TEMPO.CO , Jakarta: Organisasi kemasyarakatan tunanetra tingkat nasional, Persatuan Tunanetra Indonesia (Pertuni), mendirikan pusat layanan low vision (lemah penglihatan) untuk pertama kalinya di Kota Yogyakarta. Pusat layanan ini didirikan di atas lahan seluas 250 meter persegi, terletak di Jalan Ontorejo Wirobrajan, Kota Yogyakarta, dan diresmikan pada Senin, 19 Oktober 2015.
Koordinator penanggung jawab kegiatan sekaligus Bendahara Umum Pertuni Pusat, Yanto Pranoto, menuturkan pusat layanan ini bukan klinik, melainkan pusat layanan terpadu. Layanan Pertuni untuk penderita low vision merupakan program lanjutan atas layanan yang pernah dirintis di Yogyakarta sejak 2004.
"Pusat layanan ini menjadi penyempurnaan program terdahulu dengan standar internasional dan peralatan serta layanan lebih memadai," ujar Yanto saat dihubungi Tempo, Ahad, 18 Oktober 2015.
Yanto menuturkan rintisan program awal sempat kesulitan bergerak karena keterbatasan anggaran sehingga untuk beberapa waktu, pelayanan dialihkan ke Rumah Sakit Umum Pusat dr Sardjito Yogyakarta.
Dengan wajah baru ini, Pertuni memperkuat kelembagaan dengan menyediakan layanan yang diklaim lebih lengkap dari rumah sakit.
"Tak hanya pemeriksaan mata, ada juga layanan alat bantu, pendampingan, konseling penderita, dan training pendamping kasus low vision," ujar Yanto.
Jika di rumah sakit penderita low vision hanya mendapat analisis pemeriksaan dan direkomendasikan mencari alat bantu, di sentra ini, penderita bisa langsung mendapat alat bantu sesuai dengan kebutuhannya.

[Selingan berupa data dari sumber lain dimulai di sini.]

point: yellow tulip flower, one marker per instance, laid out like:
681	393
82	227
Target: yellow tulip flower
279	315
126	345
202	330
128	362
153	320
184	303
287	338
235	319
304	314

"Untuk bayi dan anak-anak sekolah penderita low vision, juga dilakukan pendampingan serta training bagi orang tua," ujarnya.
Penderita low vision di wilayah DIY dan Jawa Tengah, yang jumlahnya mencapai 1.500 orang itu, menurut Yanto, selama ini mendapat perlakuan seragam. Padahal kasus tiap penderita berbeda.
"Misalnya dalam ujian sekolah ada beberapa siswa penderita low vision, tapi pembesaran naskah soal ujian kerap disamakan. Ini mempersulit anak," ujarnya.
Pusat layanan ini pun, menurut Yanto, menyediakan ratusan unit berbagai alat bantu sesuai dengan umur penderita dan kasusnya, mulai dari bayi hingga dewasa. Seluruh peralatan merupakan barang impor Italia karena dalam negeri belum diproduksi.
"Untuk pembiayaan layanan, kami bekerja sama dengan BPJS (Badan Penyelenggara Jaminan Sosial) Kesehatan agar tak memberatkan masyarakat, tapi juga tak menganggu operasional layanan," ujarnya.